Supporting reading and writing¶
The cache logic also support writing to cloud files seamlessly in addition to reading. We do this by tracking when a CloudPath
is opened and on the close of that file, we will upload the new version to the cloud if it has changed.
Warning we don't upload files that weren't opened for write by cloudpathlib
. For example, if you edit a file in the cache manually in a text edior, cloudpathlib
won't know to update that file on the cloud.
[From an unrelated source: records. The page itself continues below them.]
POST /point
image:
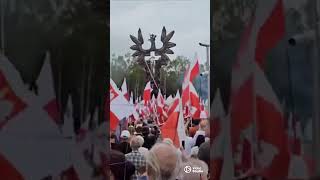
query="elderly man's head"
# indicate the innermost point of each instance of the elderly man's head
(163, 162)
(136, 142)
(201, 171)
(203, 125)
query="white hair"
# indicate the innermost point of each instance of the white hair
(140, 140)
(154, 169)
(198, 165)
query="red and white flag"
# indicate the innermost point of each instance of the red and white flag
(119, 106)
(174, 127)
(147, 93)
(250, 85)
(174, 104)
(222, 162)
(194, 69)
(10, 102)
(124, 89)
(194, 102)
(33, 144)
(131, 98)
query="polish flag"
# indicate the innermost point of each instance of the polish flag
(175, 104)
(174, 127)
(119, 106)
(124, 89)
(221, 161)
(249, 85)
(186, 88)
(160, 103)
(147, 93)
(10, 102)
(32, 144)
(195, 69)
(274, 157)
(131, 98)
(169, 100)
(194, 102)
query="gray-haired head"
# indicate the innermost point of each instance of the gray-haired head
(197, 170)
(135, 143)
(163, 162)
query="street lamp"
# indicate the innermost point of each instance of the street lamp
(207, 46)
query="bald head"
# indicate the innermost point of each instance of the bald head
(162, 162)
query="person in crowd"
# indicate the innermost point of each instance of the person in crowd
(201, 173)
(190, 130)
(113, 143)
(131, 130)
(135, 157)
(195, 149)
(149, 139)
(204, 152)
(138, 130)
(167, 141)
(120, 168)
(203, 127)
(163, 162)
(200, 139)
(141, 149)
(124, 145)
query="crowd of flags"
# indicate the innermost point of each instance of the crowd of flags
(254, 138)
(170, 113)
(35, 142)
(251, 138)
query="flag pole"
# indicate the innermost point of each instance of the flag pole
(2, 4)
(316, 106)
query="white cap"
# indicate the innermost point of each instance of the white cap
(125, 134)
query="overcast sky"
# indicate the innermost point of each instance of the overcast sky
(190, 19)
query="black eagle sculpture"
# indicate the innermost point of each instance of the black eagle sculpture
(163, 51)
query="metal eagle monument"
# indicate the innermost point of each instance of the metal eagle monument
(140, 54)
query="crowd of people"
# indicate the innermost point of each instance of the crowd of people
(141, 153)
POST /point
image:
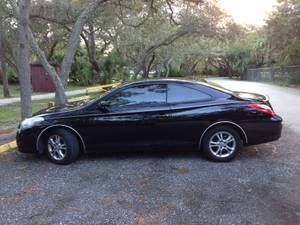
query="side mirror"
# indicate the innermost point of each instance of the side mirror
(103, 104)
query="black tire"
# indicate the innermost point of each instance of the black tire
(72, 150)
(224, 155)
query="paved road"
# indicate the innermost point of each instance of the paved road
(6, 101)
(262, 186)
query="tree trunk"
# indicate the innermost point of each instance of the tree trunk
(3, 68)
(92, 48)
(23, 59)
(60, 96)
(75, 38)
(61, 81)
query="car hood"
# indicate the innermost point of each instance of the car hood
(63, 108)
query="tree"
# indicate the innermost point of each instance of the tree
(3, 73)
(23, 59)
(61, 79)
(283, 32)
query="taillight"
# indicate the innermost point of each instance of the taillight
(262, 108)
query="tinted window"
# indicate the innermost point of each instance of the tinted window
(140, 95)
(177, 93)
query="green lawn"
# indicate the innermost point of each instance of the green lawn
(15, 90)
(11, 113)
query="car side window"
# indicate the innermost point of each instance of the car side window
(178, 93)
(141, 95)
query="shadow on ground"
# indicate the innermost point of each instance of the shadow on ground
(261, 186)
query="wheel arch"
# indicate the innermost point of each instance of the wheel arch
(45, 130)
(234, 125)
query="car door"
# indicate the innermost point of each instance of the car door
(189, 116)
(123, 118)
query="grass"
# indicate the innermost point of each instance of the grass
(15, 90)
(11, 113)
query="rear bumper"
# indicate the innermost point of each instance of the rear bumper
(263, 131)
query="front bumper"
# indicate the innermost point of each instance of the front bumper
(26, 140)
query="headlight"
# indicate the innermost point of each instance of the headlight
(30, 122)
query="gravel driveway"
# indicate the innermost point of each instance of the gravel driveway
(261, 186)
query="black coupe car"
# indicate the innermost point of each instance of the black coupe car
(153, 114)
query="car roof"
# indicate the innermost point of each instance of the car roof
(164, 81)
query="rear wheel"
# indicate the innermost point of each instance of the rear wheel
(221, 143)
(62, 146)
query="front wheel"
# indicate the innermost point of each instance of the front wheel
(62, 146)
(221, 143)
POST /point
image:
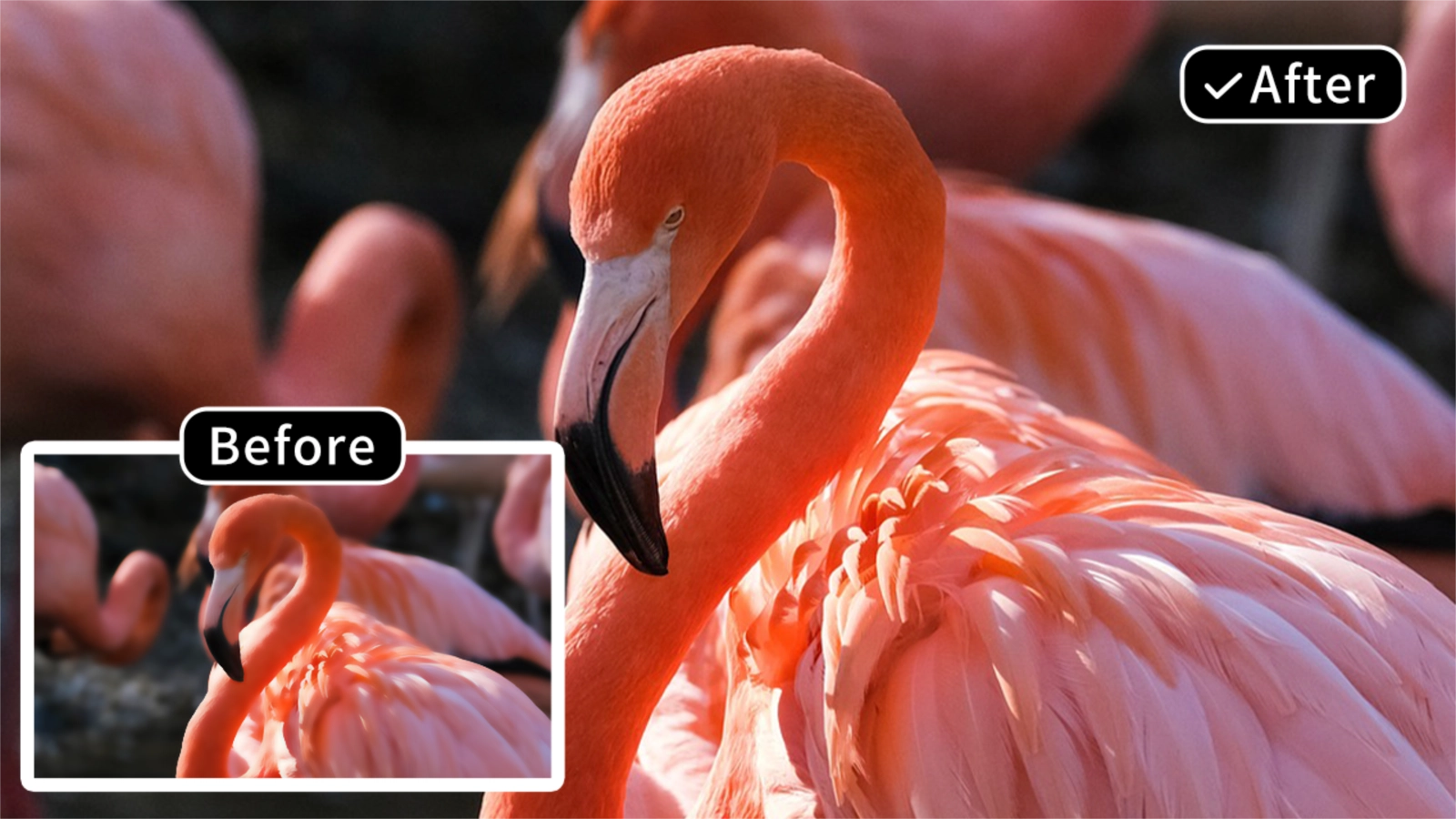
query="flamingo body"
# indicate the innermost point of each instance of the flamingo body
(1213, 358)
(128, 227)
(67, 606)
(1034, 69)
(334, 691)
(436, 603)
(990, 614)
(1412, 157)
(958, 601)
(521, 526)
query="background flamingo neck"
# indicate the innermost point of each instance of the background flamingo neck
(268, 643)
(136, 603)
(373, 321)
(804, 410)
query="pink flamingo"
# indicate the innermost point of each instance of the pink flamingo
(375, 319)
(1127, 321)
(523, 525)
(957, 601)
(133, 194)
(941, 60)
(434, 603)
(339, 694)
(67, 608)
(128, 225)
(1099, 309)
(1412, 157)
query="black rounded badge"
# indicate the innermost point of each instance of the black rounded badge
(1293, 84)
(293, 445)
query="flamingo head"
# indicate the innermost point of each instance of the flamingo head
(670, 177)
(242, 545)
(196, 559)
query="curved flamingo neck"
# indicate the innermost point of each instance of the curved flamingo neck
(269, 642)
(803, 411)
(136, 603)
(375, 319)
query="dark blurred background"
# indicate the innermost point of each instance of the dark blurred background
(429, 104)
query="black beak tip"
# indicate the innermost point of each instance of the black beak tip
(622, 501)
(228, 654)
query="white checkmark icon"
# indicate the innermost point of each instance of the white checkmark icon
(1227, 86)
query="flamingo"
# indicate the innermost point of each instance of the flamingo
(1034, 69)
(375, 319)
(1101, 309)
(69, 612)
(130, 193)
(1412, 157)
(437, 605)
(337, 693)
(130, 234)
(944, 596)
(1157, 331)
(523, 525)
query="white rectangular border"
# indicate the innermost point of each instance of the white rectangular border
(558, 643)
(1183, 85)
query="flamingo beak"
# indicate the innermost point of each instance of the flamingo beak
(225, 612)
(606, 402)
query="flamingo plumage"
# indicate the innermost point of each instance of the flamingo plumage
(1158, 331)
(69, 611)
(943, 595)
(131, 235)
(1117, 319)
(335, 693)
(373, 321)
(436, 603)
(128, 225)
(1412, 157)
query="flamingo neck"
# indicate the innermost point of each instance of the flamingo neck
(136, 603)
(268, 643)
(801, 414)
(373, 321)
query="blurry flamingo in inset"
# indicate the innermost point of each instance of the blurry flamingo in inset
(523, 525)
(995, 86)
(69, 612)
(434, 603)
(335, 693)
(128, 220)
(1412, 157)
(957, 601)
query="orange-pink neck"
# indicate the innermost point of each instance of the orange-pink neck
(373, 321)
(804, 410)
(273, 640)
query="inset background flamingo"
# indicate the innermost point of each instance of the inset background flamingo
(98, 720)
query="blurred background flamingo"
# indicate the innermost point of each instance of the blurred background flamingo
(1412, 157)
(69, 612)
(1067, 55)
(441, 716)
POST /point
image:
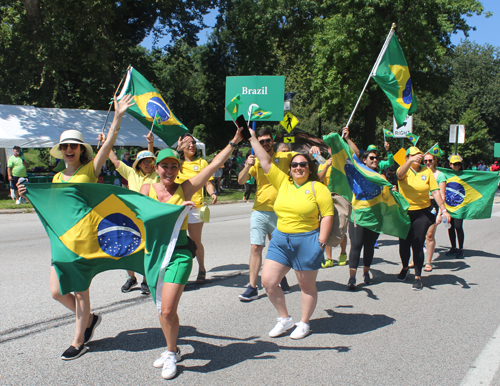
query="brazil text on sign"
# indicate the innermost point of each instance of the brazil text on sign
(268, 92)
(289, 122)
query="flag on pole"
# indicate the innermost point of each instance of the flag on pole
(436, 151)
(393, 76)
(232, 107)
(98, 227)
(470, 193)
(148, 104)
(257, 113)
(375, 205)
(388, 134)
(413, 138)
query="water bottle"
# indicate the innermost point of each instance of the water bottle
(319, 158)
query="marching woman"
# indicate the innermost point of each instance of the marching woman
(168, 165)
(361, 237)
(192, 165)
(456, 231)
(299, 240)
(415, 184)
(141, 172)
(430, 161)
(81, 169)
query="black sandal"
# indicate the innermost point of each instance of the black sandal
(202, 277)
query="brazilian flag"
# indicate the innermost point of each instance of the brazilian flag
(97, 227)
(150, 106)
(469, 194)
(393, 77)
(375, 205)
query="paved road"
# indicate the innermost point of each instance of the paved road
(382, 334)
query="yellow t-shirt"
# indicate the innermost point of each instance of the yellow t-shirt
(84, 174)
(190, 169)
(327, 176)
(296, 207)
(266, 193)
(136, 178)
(415, 187)
(176, 199)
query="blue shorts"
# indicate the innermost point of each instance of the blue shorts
(300, 251)
(261, 223)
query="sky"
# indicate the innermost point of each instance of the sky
(487, 29)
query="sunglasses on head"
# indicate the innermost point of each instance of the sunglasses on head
(73, 146)
(301, 164)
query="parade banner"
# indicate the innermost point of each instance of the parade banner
(97, 227)
(375, 205)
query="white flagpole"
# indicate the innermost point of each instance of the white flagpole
(374, 69)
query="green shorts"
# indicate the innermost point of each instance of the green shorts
(181, 263)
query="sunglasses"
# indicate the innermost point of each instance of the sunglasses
(301, 164)
(73, 146)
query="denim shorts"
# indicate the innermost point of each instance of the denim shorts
(261, 223)
(300, 251)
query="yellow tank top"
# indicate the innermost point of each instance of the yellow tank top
(176, 199)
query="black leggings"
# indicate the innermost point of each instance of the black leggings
(420, 220)
(361, 237)
(456, 228)
(248, 190)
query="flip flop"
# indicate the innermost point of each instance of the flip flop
(201, 279)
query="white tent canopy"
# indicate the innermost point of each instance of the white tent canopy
(33, 127)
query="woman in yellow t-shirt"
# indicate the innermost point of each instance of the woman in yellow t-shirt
(415, 184)
(192, 165)
(299, 240)
(168, 190)
(82, 169)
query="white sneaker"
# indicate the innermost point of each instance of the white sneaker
(281, 327)
(169, 366)
(161, 360)
(301, 331)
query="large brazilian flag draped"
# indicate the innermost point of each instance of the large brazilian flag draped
(393, 77)
(97, 227)
(375, 205)
(149, 103)
(470, 193)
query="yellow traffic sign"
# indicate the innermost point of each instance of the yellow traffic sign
(289, 122)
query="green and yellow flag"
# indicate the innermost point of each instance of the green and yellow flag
(393, 77)
(413, 138)
(470, 193)
(150, 106)
(98, 227)
(375, 205)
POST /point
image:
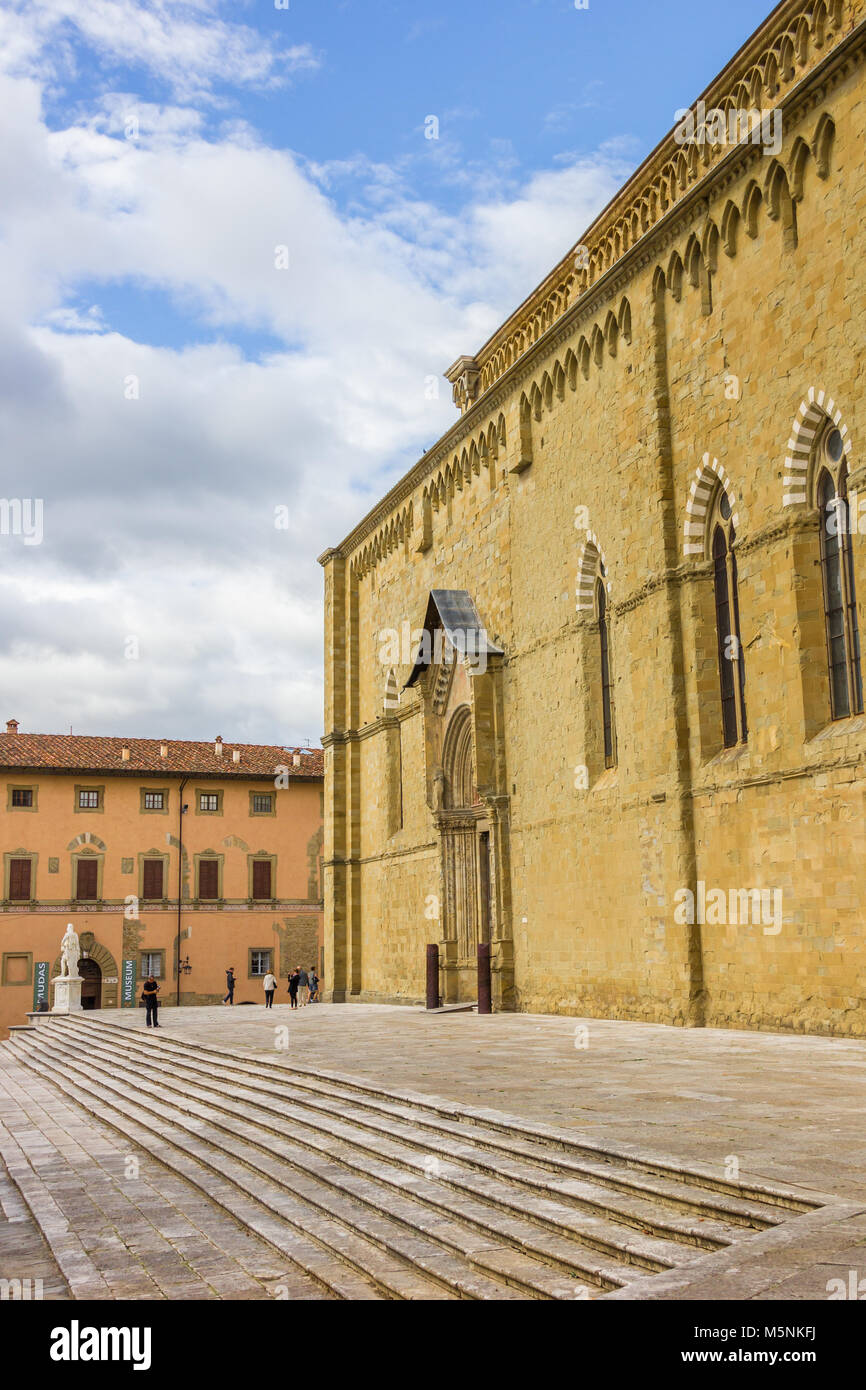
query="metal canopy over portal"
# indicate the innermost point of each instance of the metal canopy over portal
(453, 613)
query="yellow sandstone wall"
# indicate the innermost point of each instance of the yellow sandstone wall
(715, 360)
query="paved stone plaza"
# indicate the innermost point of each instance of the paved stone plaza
(773, 1114)
(790, 1108)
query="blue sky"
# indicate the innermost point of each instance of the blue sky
(161, 150)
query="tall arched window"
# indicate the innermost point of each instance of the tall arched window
(601, 601)
(731, 666)
(837, 571)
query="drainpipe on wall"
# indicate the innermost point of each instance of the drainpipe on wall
(181, 809)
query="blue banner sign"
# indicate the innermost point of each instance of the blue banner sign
(128, 986)
(41, 984)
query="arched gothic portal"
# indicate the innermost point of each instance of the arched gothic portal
(466, 856)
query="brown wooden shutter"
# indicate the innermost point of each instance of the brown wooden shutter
(153, 879)
(209, 879)
(262, 877)
(20, 880)
(85, 879)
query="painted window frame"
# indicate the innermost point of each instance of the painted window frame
(31, 787)
(260, 858)
(7, 876)
(143, 973)
(89, 811)
(75, 859)
(209, 858)
(259, 975)
(17, 955)
(153, 811)
(149, 855)
(209, 791)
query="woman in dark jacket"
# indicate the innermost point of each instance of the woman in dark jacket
(150, 997)
(293, 983)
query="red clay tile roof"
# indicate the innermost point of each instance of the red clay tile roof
(78, 752)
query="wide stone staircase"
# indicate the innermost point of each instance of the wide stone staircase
(302, 1184)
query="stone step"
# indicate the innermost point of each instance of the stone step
(738, 1204)
(431, 1201)
(399, 1265)
(331, 1275)
(647, 1208)
(542, 1228)
(143, 1232)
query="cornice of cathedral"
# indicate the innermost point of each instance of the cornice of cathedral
(804, 95)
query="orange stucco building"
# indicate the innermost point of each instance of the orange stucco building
(159, 852)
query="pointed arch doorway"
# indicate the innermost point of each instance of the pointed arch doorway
(466, 861)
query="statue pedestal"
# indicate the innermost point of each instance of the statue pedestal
(67, 994)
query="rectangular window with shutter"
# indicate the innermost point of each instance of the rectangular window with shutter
(86, 879)
(152, 879)
(20, 880)
(209, 879)
(262, 877)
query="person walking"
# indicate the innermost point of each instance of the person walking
(293, 980)
(303, 986)
(230, 986)
(150, 991)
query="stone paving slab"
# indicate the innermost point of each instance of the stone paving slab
(781, 1109)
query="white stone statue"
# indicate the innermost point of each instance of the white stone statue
(70, 952)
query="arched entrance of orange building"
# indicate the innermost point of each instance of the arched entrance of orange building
(97, 969)
(92, 987)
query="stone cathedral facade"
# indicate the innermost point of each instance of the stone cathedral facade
(594, 674)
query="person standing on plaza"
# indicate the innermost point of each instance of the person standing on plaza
(293, 980)
(303, 986)
(150, 991)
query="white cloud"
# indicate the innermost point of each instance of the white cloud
(159, 510)
(181, 42)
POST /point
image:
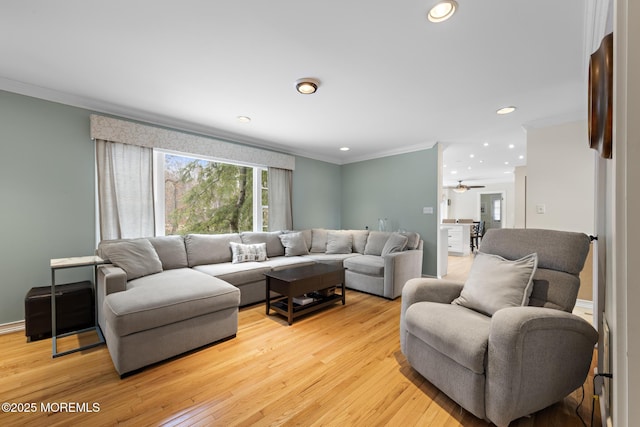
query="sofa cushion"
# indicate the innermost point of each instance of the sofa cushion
(395, 243)
(455, 331)
(165, 298)
(281, 262)
(359, 240)
(329, 258)
(366, 264)
(339, 242)
(318, 240)
(294, 244)
(271, 239)
(136, 257)
(495, 283)
(171, 251)
(244, 253)
(236, 274)
(209, 248)
(375, 242)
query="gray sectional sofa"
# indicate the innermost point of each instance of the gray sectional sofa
(162, 296)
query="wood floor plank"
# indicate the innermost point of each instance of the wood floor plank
(340, 366)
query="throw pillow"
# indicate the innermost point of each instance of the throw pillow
(395, 243)
(294, 244)
(495, 283)
(136, 257)
(339, 242)
(243, 253)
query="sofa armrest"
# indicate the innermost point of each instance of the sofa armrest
(426, 289)
(111, 279)
(399, 267)
(536, 356)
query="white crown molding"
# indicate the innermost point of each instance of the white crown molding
(393, 152)
(596, 25)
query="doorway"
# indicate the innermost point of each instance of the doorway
(492, 210)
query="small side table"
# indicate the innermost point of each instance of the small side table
(74, 262)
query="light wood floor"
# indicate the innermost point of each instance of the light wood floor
(338, 367)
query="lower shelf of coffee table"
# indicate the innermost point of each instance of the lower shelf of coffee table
(280, 305)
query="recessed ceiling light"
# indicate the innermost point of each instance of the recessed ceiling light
(506, 110)
(307, 86)
(442, 11)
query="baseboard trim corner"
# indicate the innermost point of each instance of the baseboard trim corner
(7, 328)
(583, 303)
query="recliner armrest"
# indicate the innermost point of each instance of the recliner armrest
(536, 356)
(426, 289)
(399, 267)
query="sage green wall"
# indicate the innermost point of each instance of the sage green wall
(46, 193)
(316, 194)
(396, 188)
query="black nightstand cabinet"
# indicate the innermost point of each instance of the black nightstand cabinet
(75, 307)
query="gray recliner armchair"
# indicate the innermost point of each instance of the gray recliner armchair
(517, 360)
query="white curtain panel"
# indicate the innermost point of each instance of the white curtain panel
(280, 206)
(125, 190)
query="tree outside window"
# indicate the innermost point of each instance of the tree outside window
(203, 196)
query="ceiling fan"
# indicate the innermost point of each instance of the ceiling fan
(461, 188)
If you want to write to a file in the cloud, you should use the open
or write
methods, for example:
with my_cloud_path.open("w") as f:
f.write("My new text!")
This will download the file, write the text to the local version in the cache, and when that file is closed we know to upload the changed version to the cloud.
As an example, let's look at using the Low Altitude Disaster Imagery open dataset on S3. We'll view one images available of a flooding incident available on S3.
from cloudpathlib import CloudPath
from itertools import islice
ladi = CloudPath("s3://ladi/Images/FEMA_CAP/2020/70349")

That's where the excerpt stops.